Als wir beide mehr als genug gesättigt waren, begannen wir gemeinsam den Tisch abzuräumen und dann bat Harry mich darum erneut Platz zu nehmen und kurz auf ihn zu warten. Er verschwand in seinem Zimmer und kam kurze Zeit später wieder mit einem kleinen Päckchen heraus. Gespannt sah ich ihn an, als er es vorsichtig in den Händen hielt und näher kam.

"Natürlich hab ich auch ein kleines Geburtstagsgeschenk für dich. Ich hoffe es gefällt dir", meinte er, übergab mir das kleine Päckchen und wartete gespannt auf meine Reaktion.

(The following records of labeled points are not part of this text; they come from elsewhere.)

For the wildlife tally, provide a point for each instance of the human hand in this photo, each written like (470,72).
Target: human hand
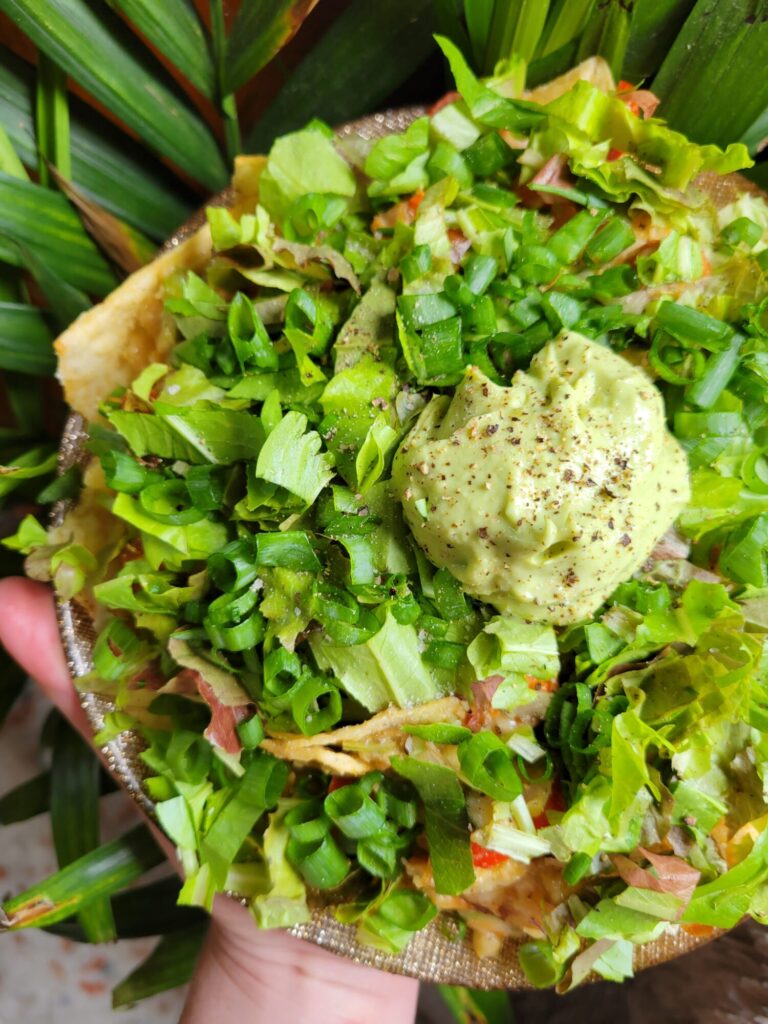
(244,974)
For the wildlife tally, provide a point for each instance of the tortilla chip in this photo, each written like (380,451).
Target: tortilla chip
(443,710)
(108,346)
(594,70)
(330,761)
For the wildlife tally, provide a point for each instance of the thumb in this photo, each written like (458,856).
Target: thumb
(29,632)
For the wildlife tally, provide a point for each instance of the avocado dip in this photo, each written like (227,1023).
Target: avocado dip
(542,497)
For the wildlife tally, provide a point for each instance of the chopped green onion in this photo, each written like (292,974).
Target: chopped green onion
(449,596)
(307,821)
(119,652)
(673,364)
(354,812)
(577,868)
(315,705)
(379,854)
(169,502)
(282,670)
(438,732)
(396,799)
(716,377)
(487,766)
(251,732)
(536,264)
(292,550)
(755,472)
(515,844)
(478,321)
(394,921)
(206,485)
(233,566)
(320,862)
(741,230)
(230,607)
(123,472)
(478,272)
(446,162)
(313,213)
(441,353)
(420,310)
(444,654)
(693,327)
(487,155)
(446,824)
(568,242)
(610,241)
(742,557)
(248,334)
(417,263)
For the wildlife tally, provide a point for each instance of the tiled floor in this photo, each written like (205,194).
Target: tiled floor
(45,979)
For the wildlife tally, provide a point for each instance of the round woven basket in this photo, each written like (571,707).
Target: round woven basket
(434,954)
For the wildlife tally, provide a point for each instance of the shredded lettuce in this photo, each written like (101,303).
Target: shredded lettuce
(300,164)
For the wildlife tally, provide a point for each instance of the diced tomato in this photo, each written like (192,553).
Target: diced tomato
(450,97)
(541,685)
(555,802)
(700,931)
(482,857)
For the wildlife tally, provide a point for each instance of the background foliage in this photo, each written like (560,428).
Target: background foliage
(117,119)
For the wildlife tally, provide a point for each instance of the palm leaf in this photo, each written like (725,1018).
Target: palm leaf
(52,121)
(261,29)
(654,26)
(174,29)
(75,793)
(101,872)
(45,223)
(65,301)
(12,682)
(478,14)
(470,1006)
(126,248)
(350,71)
(9,162)
(27,800)
(227,99)
(105,57)
(607,33)
(147,910)
(718,51)
(26,341)
(170,964)
(105,165)
(37,462)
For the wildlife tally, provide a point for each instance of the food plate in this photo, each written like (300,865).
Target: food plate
(434,954)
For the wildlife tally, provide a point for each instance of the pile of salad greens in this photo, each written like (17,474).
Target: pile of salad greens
(586,787)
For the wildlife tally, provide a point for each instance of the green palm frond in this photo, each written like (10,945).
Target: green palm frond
(130,119)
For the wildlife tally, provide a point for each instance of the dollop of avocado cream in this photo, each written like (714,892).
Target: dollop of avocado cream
(542,497)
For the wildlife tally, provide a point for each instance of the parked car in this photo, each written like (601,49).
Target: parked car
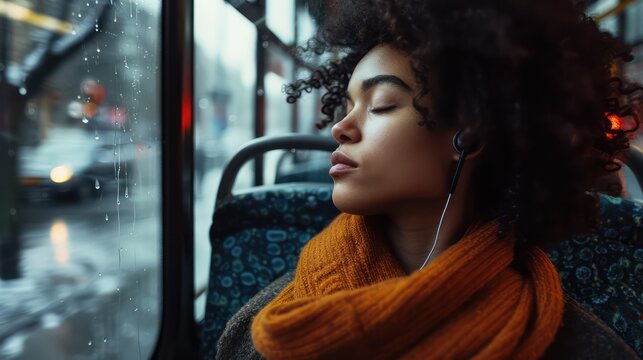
(73,163)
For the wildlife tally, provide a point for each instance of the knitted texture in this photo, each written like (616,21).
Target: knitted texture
(351,299)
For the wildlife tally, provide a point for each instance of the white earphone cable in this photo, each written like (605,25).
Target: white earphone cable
(437,233)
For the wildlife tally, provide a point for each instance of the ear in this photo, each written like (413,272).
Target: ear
(466,140)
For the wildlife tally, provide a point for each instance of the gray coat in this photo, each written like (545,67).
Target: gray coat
(582,335)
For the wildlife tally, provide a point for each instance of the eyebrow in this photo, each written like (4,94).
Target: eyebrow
(381,79)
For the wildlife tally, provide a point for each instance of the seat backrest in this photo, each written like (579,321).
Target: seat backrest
(256,235)
(603,271)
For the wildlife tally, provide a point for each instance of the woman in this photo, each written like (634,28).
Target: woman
(471,134)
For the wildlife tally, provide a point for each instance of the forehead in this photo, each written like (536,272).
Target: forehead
(382,60)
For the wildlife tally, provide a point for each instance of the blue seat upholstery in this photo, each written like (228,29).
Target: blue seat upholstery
(256,237)
(604,271)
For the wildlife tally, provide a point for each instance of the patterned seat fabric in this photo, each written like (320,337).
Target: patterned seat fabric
(604,271)
(251,247)
(256,238)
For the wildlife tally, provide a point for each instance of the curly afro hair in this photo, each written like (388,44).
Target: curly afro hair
(533,79)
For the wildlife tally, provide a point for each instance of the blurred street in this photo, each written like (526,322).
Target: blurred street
(76,259)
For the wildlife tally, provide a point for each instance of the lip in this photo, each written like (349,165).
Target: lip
(341,164)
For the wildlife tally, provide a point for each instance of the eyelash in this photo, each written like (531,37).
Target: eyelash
(382,110)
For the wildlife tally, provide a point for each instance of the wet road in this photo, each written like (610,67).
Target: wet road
(89,285)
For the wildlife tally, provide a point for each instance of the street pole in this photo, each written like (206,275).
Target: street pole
(11,102)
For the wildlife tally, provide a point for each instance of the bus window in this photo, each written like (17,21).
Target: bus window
(224,118)
(244,55)
(80,240)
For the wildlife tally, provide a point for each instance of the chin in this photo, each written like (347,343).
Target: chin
(351,204)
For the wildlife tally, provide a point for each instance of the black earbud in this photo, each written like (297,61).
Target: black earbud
(463,144)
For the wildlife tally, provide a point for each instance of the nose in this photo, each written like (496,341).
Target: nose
(346,131)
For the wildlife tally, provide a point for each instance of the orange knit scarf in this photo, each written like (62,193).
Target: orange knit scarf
(351,299)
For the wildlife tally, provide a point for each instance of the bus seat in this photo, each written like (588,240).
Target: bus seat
(603,271)
(257,234)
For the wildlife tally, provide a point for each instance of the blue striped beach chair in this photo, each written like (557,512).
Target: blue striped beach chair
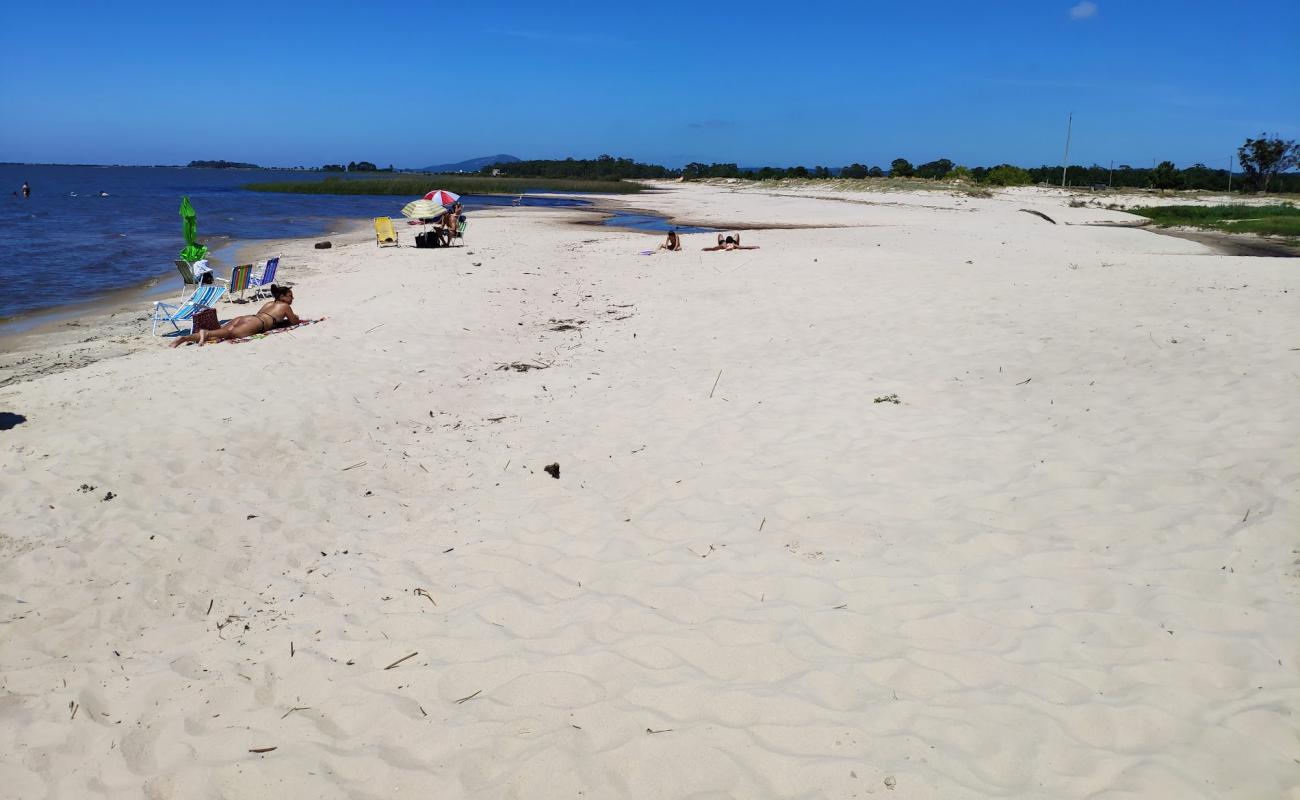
(203,297)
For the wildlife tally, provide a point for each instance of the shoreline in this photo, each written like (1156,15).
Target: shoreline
(76,336)
(928,502)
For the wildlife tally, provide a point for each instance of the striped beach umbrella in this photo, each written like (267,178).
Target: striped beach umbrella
(442,197)
(421,210)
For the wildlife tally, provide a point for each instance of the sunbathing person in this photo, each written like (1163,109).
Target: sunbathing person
(731,242)
(276,314)
(672,242)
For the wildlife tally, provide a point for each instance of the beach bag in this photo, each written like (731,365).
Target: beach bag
(206,319)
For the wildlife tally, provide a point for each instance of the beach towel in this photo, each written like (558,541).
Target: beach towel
(274,331)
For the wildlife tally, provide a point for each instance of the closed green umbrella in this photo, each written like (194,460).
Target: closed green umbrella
(190,228)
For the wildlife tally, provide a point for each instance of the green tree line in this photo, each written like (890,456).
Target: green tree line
(1268,164)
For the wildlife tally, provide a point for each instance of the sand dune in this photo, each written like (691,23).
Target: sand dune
(1062,565)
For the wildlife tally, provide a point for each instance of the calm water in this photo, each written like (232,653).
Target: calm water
(66,243)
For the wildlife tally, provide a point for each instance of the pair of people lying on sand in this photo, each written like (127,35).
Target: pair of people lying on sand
(728,242)
(277,312)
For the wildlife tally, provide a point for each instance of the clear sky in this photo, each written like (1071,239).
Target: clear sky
(281,82)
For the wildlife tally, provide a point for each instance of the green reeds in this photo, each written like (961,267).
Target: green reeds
(414,186)
(1268,220)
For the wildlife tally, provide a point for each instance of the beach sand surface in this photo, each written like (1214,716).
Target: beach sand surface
(934,500)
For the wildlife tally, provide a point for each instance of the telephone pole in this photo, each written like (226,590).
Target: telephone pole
(1069,128)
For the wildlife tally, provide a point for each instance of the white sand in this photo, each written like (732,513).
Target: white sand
(1062,566)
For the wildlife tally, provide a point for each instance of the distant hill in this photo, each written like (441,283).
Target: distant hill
(471,165)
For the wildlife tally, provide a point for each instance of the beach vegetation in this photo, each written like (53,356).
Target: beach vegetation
(1166,176)
(1281,220)
(935,171)
(1008,174)
(414,186)
(1266,158)
(601,168)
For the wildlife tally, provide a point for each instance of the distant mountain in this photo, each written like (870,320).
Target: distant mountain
(471,165)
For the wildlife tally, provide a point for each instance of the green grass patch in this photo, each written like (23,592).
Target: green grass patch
(1266,220)
(416,186)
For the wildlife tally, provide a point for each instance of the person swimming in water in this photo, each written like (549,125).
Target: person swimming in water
(276,314)
(729,242)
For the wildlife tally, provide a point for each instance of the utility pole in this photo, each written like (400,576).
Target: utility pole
(1069,128)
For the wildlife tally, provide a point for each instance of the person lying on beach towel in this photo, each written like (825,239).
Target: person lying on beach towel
(731,242)
(672,242)
(276,314)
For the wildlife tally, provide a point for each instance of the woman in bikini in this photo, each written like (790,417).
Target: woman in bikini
(276,314)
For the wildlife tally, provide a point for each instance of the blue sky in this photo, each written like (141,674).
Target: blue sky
(805,82)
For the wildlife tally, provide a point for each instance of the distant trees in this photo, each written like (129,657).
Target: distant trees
(935,169)
(1008,174)
(220,164)
(1265,158)
(1165,176)
(602,168)
(900,168)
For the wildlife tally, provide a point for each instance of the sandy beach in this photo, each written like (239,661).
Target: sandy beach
(926,497)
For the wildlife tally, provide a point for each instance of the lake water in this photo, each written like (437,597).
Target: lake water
(66,243)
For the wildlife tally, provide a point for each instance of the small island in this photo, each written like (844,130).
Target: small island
(222,165)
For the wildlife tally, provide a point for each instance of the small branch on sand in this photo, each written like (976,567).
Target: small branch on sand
(401,660)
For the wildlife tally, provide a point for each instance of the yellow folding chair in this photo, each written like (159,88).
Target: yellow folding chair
(384,233)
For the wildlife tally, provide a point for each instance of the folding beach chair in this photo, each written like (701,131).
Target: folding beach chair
(261,281)
(384,233)
(459,233)
(203,297)
(241,277)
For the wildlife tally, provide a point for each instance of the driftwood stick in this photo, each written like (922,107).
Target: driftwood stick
(401,660)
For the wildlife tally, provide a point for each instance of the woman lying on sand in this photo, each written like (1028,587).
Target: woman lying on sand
(274,314)
(731,242)
(672,242)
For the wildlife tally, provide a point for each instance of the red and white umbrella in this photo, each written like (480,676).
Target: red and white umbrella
(442,197)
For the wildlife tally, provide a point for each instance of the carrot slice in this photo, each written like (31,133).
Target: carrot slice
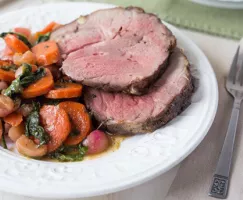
(46,53)
(23,31)
(7,51)
(14,119)
(80,120)
(56,123)
(50,27)
(15,44)
(5,75)
(40,87)
(65,90)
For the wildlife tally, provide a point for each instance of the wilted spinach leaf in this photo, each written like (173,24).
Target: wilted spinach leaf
(32,125)
(69,153)
(9,68)
(24,80)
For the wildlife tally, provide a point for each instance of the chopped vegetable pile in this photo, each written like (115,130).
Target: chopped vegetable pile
(40,109)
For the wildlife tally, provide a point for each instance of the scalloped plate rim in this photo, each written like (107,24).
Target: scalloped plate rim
(148,173)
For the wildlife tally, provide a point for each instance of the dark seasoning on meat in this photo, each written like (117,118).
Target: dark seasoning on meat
(136,79)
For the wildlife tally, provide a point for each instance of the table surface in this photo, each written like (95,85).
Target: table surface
(193,179)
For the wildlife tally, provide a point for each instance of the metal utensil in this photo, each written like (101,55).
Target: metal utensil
(234,86)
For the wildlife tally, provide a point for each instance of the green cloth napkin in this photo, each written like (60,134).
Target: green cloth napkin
(222,22)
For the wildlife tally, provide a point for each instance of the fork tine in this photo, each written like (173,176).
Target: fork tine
(233,68)
(240,74)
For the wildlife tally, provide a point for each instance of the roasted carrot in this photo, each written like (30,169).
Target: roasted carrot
(40,87)
(50,27)
(15,44)
(56,123)
(7,51)
(14,119)
(5,75)
(80,121)
(46,53)
(23,31)
(65,90)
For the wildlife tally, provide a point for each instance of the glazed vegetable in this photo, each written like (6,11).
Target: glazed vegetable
(27,57)
(20,37)
(65,90)
(33,127)
(7,69)
(22,69)
(3,85)
(56,123)
(14,119)
(6,75)
(7,52)
(97,142)
(41,86)
(24,80)
(27,147)
(15,44)
(43,38)
(46,53)
(15,132)
(26,109)
(6,105)
(80,120)
(69,153)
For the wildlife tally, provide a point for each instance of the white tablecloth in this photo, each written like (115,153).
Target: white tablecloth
(193,179)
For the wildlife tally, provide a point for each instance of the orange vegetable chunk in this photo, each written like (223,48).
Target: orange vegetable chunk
(15,44)
(56,123)
(46,53)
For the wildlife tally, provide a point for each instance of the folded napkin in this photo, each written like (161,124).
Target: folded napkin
(216,21)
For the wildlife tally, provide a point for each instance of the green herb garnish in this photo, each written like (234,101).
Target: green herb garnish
(69,153)
(24,80)
(19,36)
(43,38)
(32,126)
(9,68)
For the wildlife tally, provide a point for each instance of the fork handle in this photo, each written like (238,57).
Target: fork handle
(219,187)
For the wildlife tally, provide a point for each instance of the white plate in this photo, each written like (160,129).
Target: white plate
(230,4)
(140,158)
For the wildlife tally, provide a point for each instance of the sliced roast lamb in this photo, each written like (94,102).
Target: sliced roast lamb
(118,49)
(126,114)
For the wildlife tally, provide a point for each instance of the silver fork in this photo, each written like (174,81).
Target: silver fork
(234,86)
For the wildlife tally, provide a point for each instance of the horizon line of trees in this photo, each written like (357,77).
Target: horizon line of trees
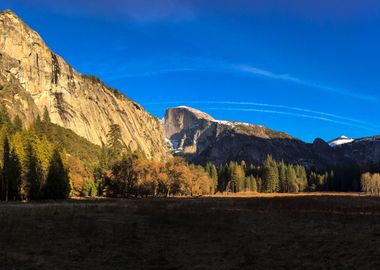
(35,166)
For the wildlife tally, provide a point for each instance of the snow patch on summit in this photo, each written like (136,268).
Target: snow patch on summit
(341,140)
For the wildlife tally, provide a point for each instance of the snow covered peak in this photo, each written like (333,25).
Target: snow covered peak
(341,140)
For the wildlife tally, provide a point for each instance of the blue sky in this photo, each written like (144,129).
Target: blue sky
(309,68)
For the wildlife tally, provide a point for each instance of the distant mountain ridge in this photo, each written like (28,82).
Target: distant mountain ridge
(33,77)
(200,138)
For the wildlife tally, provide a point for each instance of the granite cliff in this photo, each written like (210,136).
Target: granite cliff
(33,77)
(200,138)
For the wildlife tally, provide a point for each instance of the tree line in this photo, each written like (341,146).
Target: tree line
(31,166)
(34,165)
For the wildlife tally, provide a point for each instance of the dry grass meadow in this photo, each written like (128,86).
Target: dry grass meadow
(305,231)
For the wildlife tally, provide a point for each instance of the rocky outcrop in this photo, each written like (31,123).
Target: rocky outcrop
(200,138)
(35,77)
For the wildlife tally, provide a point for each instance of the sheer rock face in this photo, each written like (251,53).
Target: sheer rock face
(200,138)
(74,101)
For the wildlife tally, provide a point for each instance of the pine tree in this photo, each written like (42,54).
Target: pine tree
(34,174)
(291,179)
(214,177)
(115,145)
(5,176)
(17,124)
(14,176)
(11,173)
(282,177)
(253,184)
(57,183)
(270,176)
(46,121)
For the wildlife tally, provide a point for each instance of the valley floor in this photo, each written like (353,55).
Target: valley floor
(312,231)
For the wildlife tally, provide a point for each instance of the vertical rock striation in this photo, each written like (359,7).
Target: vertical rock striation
(81,103)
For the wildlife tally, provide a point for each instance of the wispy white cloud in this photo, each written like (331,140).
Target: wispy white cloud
(292,79)
(179,64)
(287,110)
(326,119)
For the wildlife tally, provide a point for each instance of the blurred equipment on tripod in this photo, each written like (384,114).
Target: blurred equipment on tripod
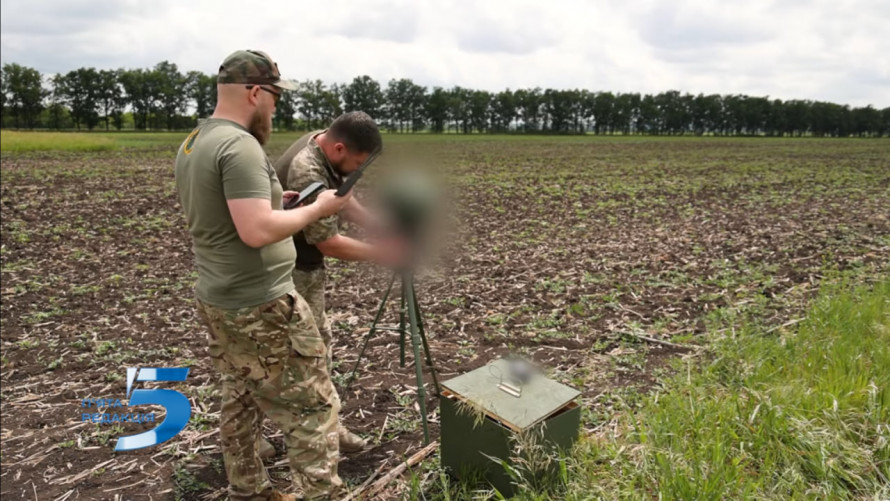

"Vielen Dank, Harry. Aber du brauchst mir doch nichts zu schenken. Allein das ich hier sein kann mit dir ist schon ein großes Geschenk für mich", erklärte ich ihm und sah zu ihm rüber. Er hatte sich mir wieder gegenüber gesetzt und seine Augen lagen auf meinen. Er schmunzelte und schien geschmeichelt zu sein, aber dennoch entgegnete er mir: " Ich freu mich auch sehr, dass du hier bist, aber es ist immerhin dein 18. Geburtstag und dann ist es doch selbstverständlich, dass ich dir etwas schenke"

Ich schüttelte schmunzelnd den Kopf und begann dann die helle Schleife zu lösen, die um das Papier gewickelt war. Danach löste ich vorsichtig die Klebestreifen von dem Geschenkpapier und machte dieses von der Schachtel ab, die sich im inneren verbag. 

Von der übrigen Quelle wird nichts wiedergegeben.